To prove: the minimum size of a union-closed, separating family $\mathcal{A}$ without an empty set is $|U(\mathcal{A})|$.
The answer to this question can be found in the same paper, as a part of the proof of Theorem 22 (Falgas-Ravry, page 19).

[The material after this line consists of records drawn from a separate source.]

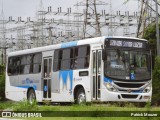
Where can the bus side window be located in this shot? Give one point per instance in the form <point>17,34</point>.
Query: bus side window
<point>36,64</point>
<point>10,68</point>
<point>13,66</point>
<point>83,57</point>
<point>66,61</point>
<point>57,60</point>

Relabel the elements of $U(\mathcal{A})$ in order of incresing frequency, i.e. so that $|\mathcal{A}_1| \leq |\mathcal{A}_2| \leq \dots \leq |\mathcal{A}_m|$, where $\mathcal{A}_i = \{A \in \mathcal{A} : i \in A\}$. As $\mathcal{A}$ is separating, for each $1\leq i < j \leq m$ there is a set $X_{ij}$ with $i \notin X_{ij}, j \in X_{ij}$. Set $X_i = \bigcup\limits_{j = i+1}^mX_{ij}, 1 \leq i \leq m-1$. Since $i<i' \Rightarrow i' \in X_i, i \notin X_i$, it follows that all $X_i$ are distinct, and also $X_i \in \mathcal{A}$ since $\mathcal{A}$ is union-closed. Together with $U(\mathcal{A})$, they form $m$ distinct sets.